Dale's narrations of the Harry Potter series have sold nearly six million copies. Technology has helped audiobooks come of age; last year, listeners bought an estimated 58 million recorded books.
Judy Kreston, for example, has become an audiobook addict.
"I travel by subway, I listen to books," Kreston said. "I walk on the street, I'm listening to books. If I'm cleaning my house, I'm listening, And when I sit down and knit, I'm listening to a book."
The revolution started quietly a decade ago, when a company called audible.com brought out a now-primitive portable device, which came out four years before the iPod and only held about two hours of audio.
"It sounded like someone talking in the bottom of a bathtub," audible.com founder Don Katz said. "But it made its point."
Audible's thousands of titles can be downloaded onto hundreds of different devices. But the boom really began when audible partnered with Apple and iTunes.
"And a tremendous number of people discovered audiobooks in the process. At various points half of our customers had never tried an audiobook before," Katz said.
Audible is now an $82-million-a-year business, with 415,000 subscribers.
Ron McLarty has been narrating since the early days of audiobooks and he has done more than 100 of them. A character actor who has appeared in dozens of movies and TV series like "Law & Order," McLarty keeps coming back for more.
"Because if you're a character actor, and especially if you're a character actor and you haven't been the star, you get to be the star in these things," McLarty said. "You get to be the star! And you play all the parts."
An acclaimed novelist himself, McLarty has given voice to his own books as well as all kinds of bestsellers, from the romance novels of Danielle Steel, to horror stories by Stephen King, and the thrillers of David Baldacci.
"I've always asked for Ron," Baldacci said. "If he's available, you know, he reads my books. It's almost like finding an author you love, and you start reading all her books. And to find a narrator you love, it's sort of a match made in heaven."
In his book, "Last Man Standing," Baldacci created an intimidating drug dealer called Big F.
"I did as best I could on the pages," Baldacci said. "But, man when Ron did that voice, I came out of my seat on the plane, and literally an air marshall was coming towards me with his hand on his gun, because I just screamed out, you know, 'Holy whatever', because he just nailed that voice.
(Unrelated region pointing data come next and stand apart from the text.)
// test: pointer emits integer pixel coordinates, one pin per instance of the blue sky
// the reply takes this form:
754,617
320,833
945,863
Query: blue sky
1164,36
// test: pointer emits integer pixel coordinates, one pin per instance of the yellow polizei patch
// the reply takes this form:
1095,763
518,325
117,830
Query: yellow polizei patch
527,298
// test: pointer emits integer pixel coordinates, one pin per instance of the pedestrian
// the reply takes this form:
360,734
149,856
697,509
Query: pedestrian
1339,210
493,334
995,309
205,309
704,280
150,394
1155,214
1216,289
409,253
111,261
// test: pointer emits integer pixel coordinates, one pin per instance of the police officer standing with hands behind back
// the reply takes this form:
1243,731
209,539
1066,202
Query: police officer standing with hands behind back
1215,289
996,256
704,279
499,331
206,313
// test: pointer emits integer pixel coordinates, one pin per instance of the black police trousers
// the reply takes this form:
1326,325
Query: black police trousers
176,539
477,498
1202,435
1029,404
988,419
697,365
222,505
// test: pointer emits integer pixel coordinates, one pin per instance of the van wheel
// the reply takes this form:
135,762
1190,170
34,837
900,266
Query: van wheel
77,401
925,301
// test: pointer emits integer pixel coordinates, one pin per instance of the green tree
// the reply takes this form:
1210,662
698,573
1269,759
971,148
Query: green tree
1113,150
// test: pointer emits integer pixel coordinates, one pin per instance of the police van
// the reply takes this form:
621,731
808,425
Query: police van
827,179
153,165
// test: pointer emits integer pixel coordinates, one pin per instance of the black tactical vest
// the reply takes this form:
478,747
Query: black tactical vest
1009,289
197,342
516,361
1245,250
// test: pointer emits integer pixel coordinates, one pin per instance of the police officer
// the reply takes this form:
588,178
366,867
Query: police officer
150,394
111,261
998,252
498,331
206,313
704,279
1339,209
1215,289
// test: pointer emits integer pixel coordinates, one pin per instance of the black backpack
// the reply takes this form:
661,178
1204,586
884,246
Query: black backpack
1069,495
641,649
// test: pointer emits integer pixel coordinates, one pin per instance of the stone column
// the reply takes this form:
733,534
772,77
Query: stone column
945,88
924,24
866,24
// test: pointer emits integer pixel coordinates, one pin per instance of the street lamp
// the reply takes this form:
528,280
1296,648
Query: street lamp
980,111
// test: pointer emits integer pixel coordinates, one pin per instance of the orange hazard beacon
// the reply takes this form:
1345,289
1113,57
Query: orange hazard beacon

He made Big F come off that tape, like it was just amazing. It just added a whole other dimension to the storytelling that as a writer you really just can't provide."
But McLarty and Baldacci had never even met until recently, when they appeared on a panel together. Authors like Baldacci have learned good narrators can help them build an audience and sell books.
"It's an art," Katz said. "It's particular to certain kinds of actors. There's great actors who can't do it. There are actors who will probably never be big names in movies who are unbelievably gifted at it."
A new generation of fans has come to know Dale just for his storytelling at the Harry Potter party — some even honored him by trying to imitate him. But narrating audiobooks isn't a lucrative business. For all the hours spent in the booth, even a star rarely makes more than $10,000 for an audiobook narration — hardly Hollywood money. But the reader's role has its own rewards, McLarty said.
"It's a grind, but it's a great feeling at the end of it," McLarty said. "Like you've brought a project to life all by yourself."